The clinician will want to adapt the SNAP™ program for use with older and more mature individuals. For instance, a greater focus on problem-solving strategies may be more applicable to adolescents. Hypothetical vignettes presented to adolescents to practise problem-solving skills during sessions should be relevant to the individual adolescent and his or her life experiences.

Scenarios may include situations involving peers and the social pressure to participate in fire involvement within a group, how to handle the wider access to fire materials outside of the home (e.g., in stores), and issues inherent to smoking cigarettes (e.g., asking for someone to light their cigarette or to borrow a lighter rather than carry one).

It is important to encourage adolescents’ input on intervention suggestions throughout treatment, and to work collaboratively with them. For instance, if an adolescent indicates that a specific intervention is not realistic, or he or she disagrees with a recommendation, it is imperative to explore this with him or her.

A common complaint from adolescents who smoke is the recommendation that they refrain from carrying matches or lighters to light their cigarettes.

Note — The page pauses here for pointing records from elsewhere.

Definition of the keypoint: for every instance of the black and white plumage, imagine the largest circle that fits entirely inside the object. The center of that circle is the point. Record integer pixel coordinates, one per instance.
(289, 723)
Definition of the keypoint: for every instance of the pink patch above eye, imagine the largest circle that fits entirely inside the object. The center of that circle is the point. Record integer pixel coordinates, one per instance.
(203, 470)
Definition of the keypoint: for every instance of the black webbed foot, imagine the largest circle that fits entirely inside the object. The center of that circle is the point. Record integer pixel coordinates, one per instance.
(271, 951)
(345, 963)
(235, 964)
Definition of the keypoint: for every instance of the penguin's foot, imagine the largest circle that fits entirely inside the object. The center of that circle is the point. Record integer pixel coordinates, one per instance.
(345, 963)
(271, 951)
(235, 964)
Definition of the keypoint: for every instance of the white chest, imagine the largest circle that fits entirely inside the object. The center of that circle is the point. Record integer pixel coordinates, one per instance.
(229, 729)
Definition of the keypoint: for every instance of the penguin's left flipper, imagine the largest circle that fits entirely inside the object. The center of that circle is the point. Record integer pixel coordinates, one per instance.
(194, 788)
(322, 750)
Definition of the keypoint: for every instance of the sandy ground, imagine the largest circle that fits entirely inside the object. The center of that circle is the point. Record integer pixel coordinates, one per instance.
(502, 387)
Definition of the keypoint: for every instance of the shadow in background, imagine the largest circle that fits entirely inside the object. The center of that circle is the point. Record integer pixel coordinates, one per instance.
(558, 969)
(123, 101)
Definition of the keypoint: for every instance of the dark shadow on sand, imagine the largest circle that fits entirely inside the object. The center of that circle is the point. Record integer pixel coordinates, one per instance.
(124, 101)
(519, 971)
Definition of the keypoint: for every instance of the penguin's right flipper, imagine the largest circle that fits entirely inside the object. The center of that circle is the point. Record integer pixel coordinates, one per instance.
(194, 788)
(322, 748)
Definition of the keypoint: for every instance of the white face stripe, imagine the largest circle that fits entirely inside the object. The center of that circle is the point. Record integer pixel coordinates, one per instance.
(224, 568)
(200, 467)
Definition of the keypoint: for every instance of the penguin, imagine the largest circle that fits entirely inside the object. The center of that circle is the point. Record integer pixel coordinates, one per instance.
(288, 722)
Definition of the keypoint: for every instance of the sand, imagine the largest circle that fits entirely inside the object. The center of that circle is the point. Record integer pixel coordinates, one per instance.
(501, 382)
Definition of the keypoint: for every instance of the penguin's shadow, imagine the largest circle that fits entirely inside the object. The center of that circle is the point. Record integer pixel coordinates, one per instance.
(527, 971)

They often report this is an excessive and unnecessary limitation. A strategy that has met with some success is to have the adolescents see how this restriction could actually work for them. For instance, many of these youth report being frustrated in the past for being blamed for offences they did not commit. They also recognize that they are likely to become a suspect for any future fire-related offence given their fire history. Inform them that if they never carry matches or lighters (and refrain from other fire involvement), they are less likely to be blamed for future fire-related transgressions in their neighbourhood.

Ultimately, you as the clinician may feel strongly about a particular recommendation to which the adolescent remains opposed, but it is important that the adolescent has a voice in his or her treatment and feels listened to and respected.

It is often appropriate to allow older youth some involvement with sanctioned fire-related practices. Clinical judgment will determine the extent of supervision needed for such fire contact. Some common examples are adolescents helping to safely start a campfire with caregiver supervision, or cooking using a stove or barbecue. Such appropriate fire-related activities should be planned and agreed upon by the caregiver.

For families with an adolescent involved with fire, working directly with the youth is vital for behavioural change. However, it remains important to also involve the youth’s caregiver in treatment. Although some caregivers report having little control over their teen’s behaviour and access to fire materials outside of the home, they can still convey the message that fire involvement is a serious matter, and that fire safety is an important family goal.

Furthermore, when working with caregivers who indicate being unable to supervise their teenager because he or she will not comply with parental requests (e.g., to stay in or near the home or to check in regularly with the caregivers when in the community unsupervised), it is important to explore this problem with the caregiver. When caregivers report that their child or teenager leaves the home without permission (or without the caregiver’s knowledge), it often indicates that further help is needed for this very important issue. For instance, the clinician may be able to elicit support from probation services (if involved with the youth), child welfare agencies or, if necessary, the local police, to help caregivers maintain their teenager’s safety and ensure that either the teen is being supervised or that his or her whereabouts are being monitored by the caregiver or another appropriate adult.

It is particularly important to review the limits of confidentiality with adolescents at the outset of each session so that they understand that information given by them may be shared with their caregivers.